The detective reported he asked to search the vehicle and the occupants gave consent. Nothing of interest was found, the report said, but “it was later discovered that the temporary tag on the vehicle had been latered.”
it was towed, the driver was issued three traffic citations and all four kids were released to their parents after they signed a form.

 Marijuana possession: A woman was charged with possession of less than an ounce of pot shortly after midnight May 19 after she made a left off Sommers Boulevard into the T/A truck stop – right in the path of an oncoming police officer.

The officer’s report noted he “had to apply brake abruptly due to a black in color Honda … making a left ….”

When the officer pulled the car over, the driver, who had a Ludowici address, got out of the car and was “unsteady on her feet at that time,” the report said. “While (she) was searching for her driver’s license, I detected an odor of marijuana emitting from within her vehicle.”

The 31-year-old woman then gave the officer a Mississippi ID, and a check revealed she didn’t have a driver’s license from that state and couldn’t find one in her purse.

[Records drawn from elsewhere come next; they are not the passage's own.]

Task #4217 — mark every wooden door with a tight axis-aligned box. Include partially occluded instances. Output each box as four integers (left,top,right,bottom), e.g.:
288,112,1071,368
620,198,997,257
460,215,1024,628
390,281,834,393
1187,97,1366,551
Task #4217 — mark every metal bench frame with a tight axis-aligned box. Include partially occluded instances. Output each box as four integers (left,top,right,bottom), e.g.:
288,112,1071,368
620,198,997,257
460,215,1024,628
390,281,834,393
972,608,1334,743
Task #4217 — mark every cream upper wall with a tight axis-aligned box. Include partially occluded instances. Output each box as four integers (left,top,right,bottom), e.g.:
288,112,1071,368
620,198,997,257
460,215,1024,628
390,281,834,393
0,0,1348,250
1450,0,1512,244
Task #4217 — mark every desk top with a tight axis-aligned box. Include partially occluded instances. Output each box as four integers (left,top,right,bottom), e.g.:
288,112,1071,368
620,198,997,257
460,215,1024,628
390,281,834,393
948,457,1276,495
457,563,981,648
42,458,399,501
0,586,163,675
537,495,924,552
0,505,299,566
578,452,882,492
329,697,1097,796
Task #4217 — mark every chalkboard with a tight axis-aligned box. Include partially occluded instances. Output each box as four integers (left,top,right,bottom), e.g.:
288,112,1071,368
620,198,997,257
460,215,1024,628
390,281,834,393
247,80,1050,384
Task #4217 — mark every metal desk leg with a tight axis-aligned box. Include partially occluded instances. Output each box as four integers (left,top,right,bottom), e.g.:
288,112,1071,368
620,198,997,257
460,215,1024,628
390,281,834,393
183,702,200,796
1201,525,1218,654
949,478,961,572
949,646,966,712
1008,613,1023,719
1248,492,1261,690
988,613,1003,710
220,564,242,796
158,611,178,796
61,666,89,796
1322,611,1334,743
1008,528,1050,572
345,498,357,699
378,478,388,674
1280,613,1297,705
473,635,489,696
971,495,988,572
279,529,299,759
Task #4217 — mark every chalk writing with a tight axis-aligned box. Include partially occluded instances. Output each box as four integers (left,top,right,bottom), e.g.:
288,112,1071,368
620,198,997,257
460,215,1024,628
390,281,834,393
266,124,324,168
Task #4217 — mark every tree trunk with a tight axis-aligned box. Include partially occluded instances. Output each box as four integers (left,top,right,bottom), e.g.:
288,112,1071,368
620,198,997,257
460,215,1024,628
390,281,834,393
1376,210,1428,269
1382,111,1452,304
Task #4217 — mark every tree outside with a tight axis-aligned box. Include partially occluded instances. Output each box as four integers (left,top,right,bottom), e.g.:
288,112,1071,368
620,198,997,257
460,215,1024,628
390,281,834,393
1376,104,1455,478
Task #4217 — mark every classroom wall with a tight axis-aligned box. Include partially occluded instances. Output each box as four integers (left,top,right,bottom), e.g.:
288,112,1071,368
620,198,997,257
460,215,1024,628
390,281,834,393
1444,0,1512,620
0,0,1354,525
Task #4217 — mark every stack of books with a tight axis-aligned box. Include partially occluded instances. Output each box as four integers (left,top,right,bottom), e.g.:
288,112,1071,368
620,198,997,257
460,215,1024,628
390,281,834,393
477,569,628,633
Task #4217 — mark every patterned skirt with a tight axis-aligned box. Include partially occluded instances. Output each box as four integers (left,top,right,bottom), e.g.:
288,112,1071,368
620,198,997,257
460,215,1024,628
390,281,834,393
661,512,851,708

Officers also found a partially “consumed” bottle of wine and a plastic bag with what appeared to be pot inside. She was arrested, but the jail didn’t want her due to COVID-19 so she was released to show up in court. The woman called her mom to come and get the car.

 Matter of record: Police, EMS and firefighters were sent to the Marathon on Highway 17 around 8 p.m. May 24 because a gas pump was spraying gas.

The report said the victim paid for gas on pump No. 6, and pulled the nozzle out to begin pumping gas, but before he could get the nozzle into the gas tank “fuel just started spewing out of the nozzle,” the report said.

The man said he got fuel all over  his SUV and his face, and he told a clerk who in turn had to use an emergency shut off.

EMS checked out the man and used “saline to try and clean (his) face,” but the man refused a ride to the hospital. He did want a report made, however.